Was there love once? I have forgotten her. Was there grief once? grief yet is mine. O loved, living, dying, heroic soldier, All, all, my joy, my grief, my love, are thine!

THE PHILOSOPHER'S ORATION

(From 'A Faun's Holiday')

Meanwhile, though nations in distress Cower at a comet's loveliness Shaken across the midnight sky; Though the wind roars, and Victory, A virgin fierce, on vans of gold Stoops through the cloud's white smother rolled Over the armies' shock and flow Across the broad green hills below, Yet hovers and will not circle down To cast t'ward one the leafy crown; Though men drive galleys' golden beaks To isles beyond the sunset peaks, And cities on the sea behold Whose walls are glass, whose gates are gold, Whose turrets, risen in an hour, Dazzle between the sun and shower, Whose sole inhabitants are kings Six cubits high with gryphon's wings And beard and mien more glorious Than Midas or Assaracus; Though priests in many a hill-top fane Lift anguished hands--and lift in vain-- Toward the sun's shaft dancing through The bright roof's square of wind-swept blue; Though 'cross the stars nightly arise The silver fumes of sacrifice; Though a new Helen bring new scars, Pyres piled upon wrecked golden cars, Stacked spears, rolled smoke, and spirits sped Like a streaked flame toward the dead: Though all these be, yet grows not old Delight of sunned and windy wold, Of soaking downs aglare, asteam, Of still tarns where the yellow gleam Of a far sunrise slowly breaks, Or sunset strews with golden flakes The deeps which soon the stars will throng.

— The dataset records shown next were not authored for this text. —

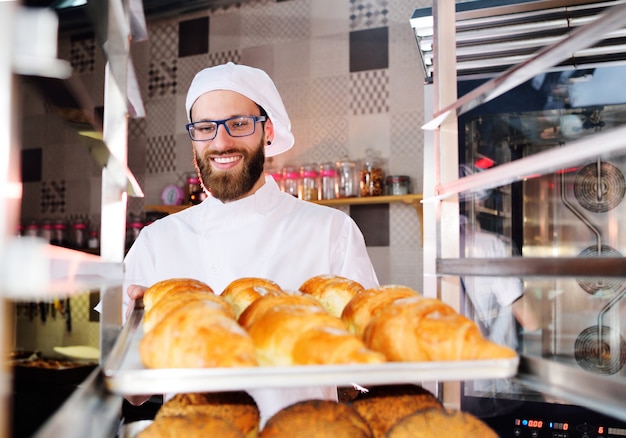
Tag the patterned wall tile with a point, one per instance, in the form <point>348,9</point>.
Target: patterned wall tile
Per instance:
<point>330,139</point>
<point>284,56</point>
<point>161,154</point>
<point>266,22</point>
<point>161,117</point>
<point>369,49</point>
<point>369,92</point>
<point>162,78</point>
<point>82,54</point>
<point>406,151</point>
<point>193,37</point>
<point>225,32</point>
<point>365,14</point>
<point>329,55</point>
<point>296,97</point>
<point>330,96</point>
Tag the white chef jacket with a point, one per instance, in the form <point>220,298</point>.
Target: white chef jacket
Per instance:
<point>269,234</point>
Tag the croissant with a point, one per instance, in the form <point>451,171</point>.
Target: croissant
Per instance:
<point>242,292</point>
<point>198,335</point>
<point>262,304</point>
<point>332,291</point>
<point>425,329</point>
<point>306,335</point>
<point>171,286</point>
<point>169,303</point>
<point>365,305</point>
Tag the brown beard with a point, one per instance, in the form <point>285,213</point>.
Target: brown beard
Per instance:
<point>229,186</point>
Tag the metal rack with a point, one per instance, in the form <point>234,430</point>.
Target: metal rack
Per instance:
<point>442,187</point>
<point>32,269</point>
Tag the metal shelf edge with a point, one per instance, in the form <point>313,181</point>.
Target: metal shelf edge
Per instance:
<point>604,394</point>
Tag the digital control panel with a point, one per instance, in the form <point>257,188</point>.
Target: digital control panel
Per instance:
<point>538,428</point>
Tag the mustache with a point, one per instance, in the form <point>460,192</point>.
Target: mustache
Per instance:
<point>213,153</point>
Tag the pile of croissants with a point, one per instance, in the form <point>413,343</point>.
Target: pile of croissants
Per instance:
<point>329,320</point>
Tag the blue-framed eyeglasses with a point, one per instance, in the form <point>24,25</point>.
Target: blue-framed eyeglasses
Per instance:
<point>239,126</point>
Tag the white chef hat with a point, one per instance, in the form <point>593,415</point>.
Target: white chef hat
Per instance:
<point>256,85</point>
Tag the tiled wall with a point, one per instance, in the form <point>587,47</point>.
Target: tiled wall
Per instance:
<point>348,72</point>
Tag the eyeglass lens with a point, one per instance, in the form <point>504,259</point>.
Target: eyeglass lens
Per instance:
<point>237,127</point>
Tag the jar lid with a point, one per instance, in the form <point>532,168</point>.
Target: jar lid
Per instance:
<point>398,178</point>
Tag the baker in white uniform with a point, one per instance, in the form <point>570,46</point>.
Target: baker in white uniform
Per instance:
<point>246,227</point>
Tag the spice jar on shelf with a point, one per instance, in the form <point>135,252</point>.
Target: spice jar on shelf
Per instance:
<point>277,175</point>
<point>291,180</point>
<point>347,179</point>
<point>372,180</point>
<point>308,183</point>
<point>328,181</point>
<point>194,192</point>
<point>398,185</point>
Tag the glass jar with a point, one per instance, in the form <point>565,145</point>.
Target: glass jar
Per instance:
<point>194,191</point>
<point>398,185</point>
<point>59,231</point>
<point>277,176</point>
<point>45,231</point>
<point>347,179</point>
<point>78,238</point>
<point>291,180</point>
<point>31,229</point>
<point>328,181</point>
<point>372,177</point>
<point>309,183</point>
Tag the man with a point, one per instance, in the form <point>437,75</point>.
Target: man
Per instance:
<point>246,227</point>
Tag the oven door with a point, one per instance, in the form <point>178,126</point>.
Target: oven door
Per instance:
<point>575,212</point>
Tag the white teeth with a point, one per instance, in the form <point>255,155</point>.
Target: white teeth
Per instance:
<point>225,160</point>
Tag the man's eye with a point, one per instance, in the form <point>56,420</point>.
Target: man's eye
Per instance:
<point>238,124</point>
<point>205,128</point>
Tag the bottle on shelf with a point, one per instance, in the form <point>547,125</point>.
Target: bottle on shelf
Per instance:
<point>291,180</point>
<point>328,181</point>
<point>372,175</point>
<point>347,179</point>
<point>309,182</point>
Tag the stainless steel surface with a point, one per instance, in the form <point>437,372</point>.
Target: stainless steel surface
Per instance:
<point>606,144</point>
<point>492,38</point>
<point>125,374</point>
<point>583,267</point>
<point>543,60</point>
<point>548,376</point>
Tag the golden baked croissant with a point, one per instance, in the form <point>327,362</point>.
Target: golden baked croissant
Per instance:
<point>425,329</point>
<point>332,291</point>
<point>365,305</point>
<point>242,292</point>
<point>198,335</point>
<point>306,335</point>
<point>261,305</point>
<point>316,419</point>
<point>237,407</point>
<point>171,286</point>
<point>170,302</point>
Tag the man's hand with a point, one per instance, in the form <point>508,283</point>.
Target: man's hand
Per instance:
<point>134,292</point>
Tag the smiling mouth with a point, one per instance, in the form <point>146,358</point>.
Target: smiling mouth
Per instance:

For earth yet keeps her undersong Of comfort and of ultimate peace, That whoso seeks shall never cease To hear at dawn or noon or night. Joys hath she, too, joys thin and bright, Too thin, too bright, for those to hear Who listen with an eager ear, Or course about and seek to spy, Within an hour, eternity. First must the spirit cast aside This world's and next his own poor pride And learn the universe to scan More as a flower, less as a man. Then shall he hear the lonely dead Sing and the stars sing overhead, And every spray upon the heath, And larks above and ants beneath; The stream shall take him in her arms; Blue skies shall rest him in their calms; The wind shall be a lovely friend, And every leaf and bough shall bend Over him with a lover's grace. The hills shall bare a perfect face Full of a high solemnity; The heavenly clouds shall weep, and be Content as overhead they swim To be high brothers unto him.